LC Analysis and Pharmacokinetic Study of Pachymic Acid After Intravenous Administration to Rats

Abstract

A simple and sensitive high-performance liquid chromatographic method with UV detection was developed and validated to investigate the concentration of pachymic acid (PA) in rat plasma. The sample preparation was a liquid-liquid extraction and chromatographic separation was achieved with a Dikma DiamonsilTM C18 column (250 × 4.6 mm I.D.) with a C18 guard column (8 × 4 mm I.D.) using a mobile phase consisting of MeOH-MeCN-aq. 0.45% H3PO4 (45:40:22) at a flow rate of 1.0 mL min−1. The UV detection was at 210 nm. Standard curves were linear (r = 0.9998) in plasma over the concentration range of 0.5–50 μg mL−1 and had acceptable accuracy and precision.

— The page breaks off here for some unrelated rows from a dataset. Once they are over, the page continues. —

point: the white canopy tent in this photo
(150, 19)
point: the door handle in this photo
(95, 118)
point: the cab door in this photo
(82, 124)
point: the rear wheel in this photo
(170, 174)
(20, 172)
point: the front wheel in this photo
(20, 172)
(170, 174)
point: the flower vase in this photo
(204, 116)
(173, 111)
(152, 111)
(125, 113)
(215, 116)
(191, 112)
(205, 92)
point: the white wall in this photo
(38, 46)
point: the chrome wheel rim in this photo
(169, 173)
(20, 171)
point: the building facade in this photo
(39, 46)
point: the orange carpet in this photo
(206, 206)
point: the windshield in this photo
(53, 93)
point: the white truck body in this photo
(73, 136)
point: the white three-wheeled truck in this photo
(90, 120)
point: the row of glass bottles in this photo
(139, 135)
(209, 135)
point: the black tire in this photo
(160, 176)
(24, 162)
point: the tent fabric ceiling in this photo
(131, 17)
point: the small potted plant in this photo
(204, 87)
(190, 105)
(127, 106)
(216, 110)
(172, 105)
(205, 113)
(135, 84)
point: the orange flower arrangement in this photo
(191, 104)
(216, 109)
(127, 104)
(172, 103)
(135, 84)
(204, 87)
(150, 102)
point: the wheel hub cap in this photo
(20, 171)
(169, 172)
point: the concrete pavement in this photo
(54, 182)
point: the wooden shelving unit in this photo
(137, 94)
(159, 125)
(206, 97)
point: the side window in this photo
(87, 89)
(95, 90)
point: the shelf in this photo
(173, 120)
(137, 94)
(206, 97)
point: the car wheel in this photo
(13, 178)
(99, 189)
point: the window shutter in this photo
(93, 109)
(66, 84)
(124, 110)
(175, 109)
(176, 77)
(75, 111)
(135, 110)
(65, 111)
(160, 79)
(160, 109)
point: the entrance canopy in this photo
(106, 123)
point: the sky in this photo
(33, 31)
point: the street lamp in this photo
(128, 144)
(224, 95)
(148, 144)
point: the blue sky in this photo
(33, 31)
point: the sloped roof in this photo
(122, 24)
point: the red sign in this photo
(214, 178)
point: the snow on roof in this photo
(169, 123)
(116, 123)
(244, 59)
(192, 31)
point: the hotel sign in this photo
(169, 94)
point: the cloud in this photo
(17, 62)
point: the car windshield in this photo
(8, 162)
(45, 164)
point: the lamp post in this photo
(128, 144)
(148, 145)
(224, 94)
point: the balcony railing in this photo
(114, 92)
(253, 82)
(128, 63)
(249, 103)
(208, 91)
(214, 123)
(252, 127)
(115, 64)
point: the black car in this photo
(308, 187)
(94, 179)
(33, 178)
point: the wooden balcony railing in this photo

Intra- and inter-day precisions expressed as the relative standard deviation (RSD) were 0.26–1.60% and 1.24–2.31%. The lower limit of quantification and lower limit of detection were 0.45 and 0.17 μg mL−1. The method has been used successfully to study the pharmacokinetics of PA. After a dose of 30 mg kg−1 by intravenous administration, the main pharmacokinetic parameters t 1/2, AUC0-∞, CL, Vss and MRT0-∞ were 8.79 ± 6.80 h, 18.90 ± 9.39 μg h mL−1, 0.53 ± 0.28 L h−1, 5.60 ± 4.60 L and 12.58 ± 9.95 h, respectively.